The eternality effected by the anointing was in addition to the eternality that was vested in the Mishkan due to it being one of the works of Moshe; and this came into being as soon as Moshe set up the Mishkan on the first day of dedication (even though he dismantled it on that same day).

However, all these things related in the fourth section of parshas Tzav were done by Moshe, in his capacity as G‑d’s emissary. In other words, their inspiration came from above, not from below, from the Jews. And, says the Talmud, “A person prefers one kav of his own to nine kavs of another.” Thus, what was missing in the dedication was some action, some inspiration, on the part of the Jews.
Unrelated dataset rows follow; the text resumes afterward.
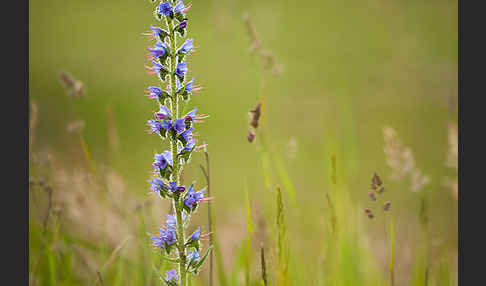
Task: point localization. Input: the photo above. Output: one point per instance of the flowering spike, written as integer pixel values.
(178, 129)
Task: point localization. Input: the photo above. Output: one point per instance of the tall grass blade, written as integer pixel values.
(282, 248)
(264, 269)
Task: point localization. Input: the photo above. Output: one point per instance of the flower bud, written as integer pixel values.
(386, 206)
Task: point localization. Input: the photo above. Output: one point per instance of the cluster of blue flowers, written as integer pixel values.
(170, 65)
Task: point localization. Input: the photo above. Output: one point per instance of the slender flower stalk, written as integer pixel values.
(169, 64)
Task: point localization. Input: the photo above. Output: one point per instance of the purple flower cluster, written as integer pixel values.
(170, 65)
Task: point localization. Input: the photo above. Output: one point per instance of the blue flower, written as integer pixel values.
(172, 221)
(154, 92)
(188, 148)
(183, 24)
(196, 235)
(193, 257)
(174, 188)
(167, 125)
(189, 86)
(164, 113)
(179, 8)
(165, 8)
(162, 160)
(155, 126)
(171, 276)
(193, 198)
(159, 69)
(157, 185)
(191, 115)
(157, 32)
(179, 125)
(186, 47)
(181, 69)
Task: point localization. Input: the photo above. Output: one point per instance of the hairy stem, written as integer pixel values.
(178, 207)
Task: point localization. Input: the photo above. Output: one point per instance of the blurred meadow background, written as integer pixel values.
(347, 82)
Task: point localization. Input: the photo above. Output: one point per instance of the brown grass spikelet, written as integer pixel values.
(73, 87)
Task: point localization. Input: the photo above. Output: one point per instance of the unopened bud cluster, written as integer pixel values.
(254, 116)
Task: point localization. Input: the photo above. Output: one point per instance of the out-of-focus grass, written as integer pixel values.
(350, 68)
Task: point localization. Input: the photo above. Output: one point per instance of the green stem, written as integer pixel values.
(175, 171)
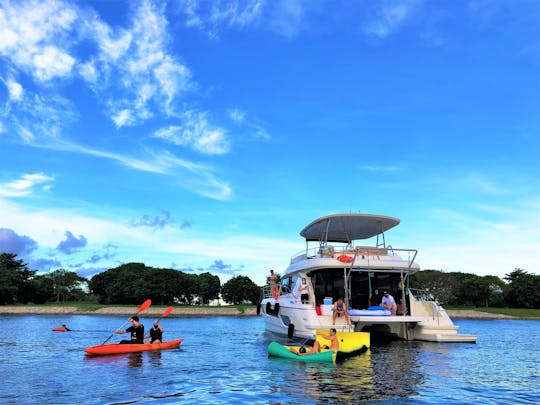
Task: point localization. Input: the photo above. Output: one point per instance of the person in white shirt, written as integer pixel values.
(389, 303)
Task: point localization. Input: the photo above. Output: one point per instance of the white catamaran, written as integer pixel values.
(334, 267)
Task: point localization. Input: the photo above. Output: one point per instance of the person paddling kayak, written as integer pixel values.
(156, 333)
(136, 329)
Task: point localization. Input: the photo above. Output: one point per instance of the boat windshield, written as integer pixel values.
(365, 287)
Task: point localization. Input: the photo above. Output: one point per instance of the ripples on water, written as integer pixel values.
(224, 360)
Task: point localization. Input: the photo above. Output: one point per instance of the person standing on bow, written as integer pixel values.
(136, 329)
(388, 302)
(156, 333)
(340, 309)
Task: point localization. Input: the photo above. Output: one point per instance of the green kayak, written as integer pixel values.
(277, 350)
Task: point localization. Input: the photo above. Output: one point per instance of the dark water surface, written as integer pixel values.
(224, 360)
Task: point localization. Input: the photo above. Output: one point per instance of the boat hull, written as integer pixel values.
(103, 350)
(329, 356)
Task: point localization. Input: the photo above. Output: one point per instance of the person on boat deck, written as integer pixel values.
(136, 329)
(340, 309)
(301, 289)
(334, 345)
(272, 278)
(156, 333)
(388, 302)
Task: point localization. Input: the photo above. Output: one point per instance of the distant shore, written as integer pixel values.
(190, 311)
(126, 311)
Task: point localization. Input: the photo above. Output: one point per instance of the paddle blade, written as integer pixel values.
(166, 312)
(145, 305)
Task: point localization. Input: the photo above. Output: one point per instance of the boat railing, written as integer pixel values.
(360, 251)
(422, 295)
(275, 290)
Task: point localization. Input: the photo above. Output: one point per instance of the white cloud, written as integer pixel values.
(197, 134)
(15, 90)
(122, 118)
(197, 178)
(151, 78)
(211, 17)
(52, 62)
(237, 115)
(32, 37)
(390, 16)
(25, 185)
(39, 117)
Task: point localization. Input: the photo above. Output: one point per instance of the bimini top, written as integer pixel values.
(347, 227)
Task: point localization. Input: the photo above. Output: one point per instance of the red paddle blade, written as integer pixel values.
(145, 305)
(166, 312)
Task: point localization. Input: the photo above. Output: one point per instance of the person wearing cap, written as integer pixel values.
(388, 302)
(156, 333)
(136, 329)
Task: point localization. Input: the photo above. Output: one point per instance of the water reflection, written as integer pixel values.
(381, 373)
(135, 359)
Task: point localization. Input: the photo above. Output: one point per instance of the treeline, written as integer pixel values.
(129, 283)
(133, 283)
(520, 290)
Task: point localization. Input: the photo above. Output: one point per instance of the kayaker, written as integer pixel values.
(156, 333)
(388, 302)
(340, 309)
(136, 329)
(334, 345)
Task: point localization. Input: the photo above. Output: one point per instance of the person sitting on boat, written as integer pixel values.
(272, 278)
(303, 289)
(156, 333)
(388, 302)
(334, 344)
(136, 329)
(340, 309)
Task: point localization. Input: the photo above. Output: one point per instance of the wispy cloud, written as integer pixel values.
(71, 243)
(196, 133)
(26, 185)
(156, 221)
(211, 17)
(389, 17)
(11, 242)
(33, 37)
(152, 78)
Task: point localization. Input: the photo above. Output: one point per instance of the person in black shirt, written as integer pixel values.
(136, 329)
(156, 333)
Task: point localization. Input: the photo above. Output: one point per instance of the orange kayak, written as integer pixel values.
(117, 348)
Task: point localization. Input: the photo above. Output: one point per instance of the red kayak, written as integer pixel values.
(117, 348)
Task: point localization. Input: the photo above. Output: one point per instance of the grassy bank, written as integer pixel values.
(524, 313)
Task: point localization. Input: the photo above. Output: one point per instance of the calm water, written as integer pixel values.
(224, 360)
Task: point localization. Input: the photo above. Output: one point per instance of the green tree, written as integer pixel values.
(523, 290)
(43, 289)
(482, 291)
(240, 289)
(209, 287)
(14, 279)
(442, 285)
(67, 285)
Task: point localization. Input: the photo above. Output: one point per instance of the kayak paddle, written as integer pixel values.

That action is related in the fifth section of parshas Tzav, which states (8:14): “Aharon and his sons pressed their hands upon the head of the bullock of the sin-offering.” It was the first action performed by Aharon and his sons, in their capacity as the emissaries of all Israel. Further, the action of pressing their hands with all their might is the idea of offering one’s entire self to G‑d — for that is the idea of a sacrifice, to bring near one’s powers and abilities to G‑d. Thus today’s section relates the inspiration and service which comes from below — “one kav of his own.

This too is associated with Purim. The Megillah states (3:13) that Haman wished to destroy all the Jews “young and old, children and women, in one day.” Chassidus explains that this verse may be interpreted in a positive fashion — that all Jews, “young and old, children and women,” were openly and equally one. That is, the interpretation of “in one day” is that “day” corresponds to light and illumination, and therefore “in one day” means the Jews were openly one. And this unity permeated all Jews equally, for the Jews then were all in the same position.

For Jews to be so united, they themselves had to feel it and work at it. And this is the connection with today’s section of parshas Tzav, which talks of Aharon’s actions as the emissary of all Jews.

May it be G‑d’s will that these matters be translated into deed, and from the redemption of Purim may we proceed to the true and final redemption.

* * *

“Deed is paramount,” and therefore it behooves us to conclude with deed. First and foremost, there should be an increase in the three things upon which the world stands, in addition to the increase that has already been effected in prayer, Torah and tzedakah.

Through increasing in these things, especially tzedakah, we hasten the redemption, as our Sages say: “Great is tzedakah for it brings near the redemption.”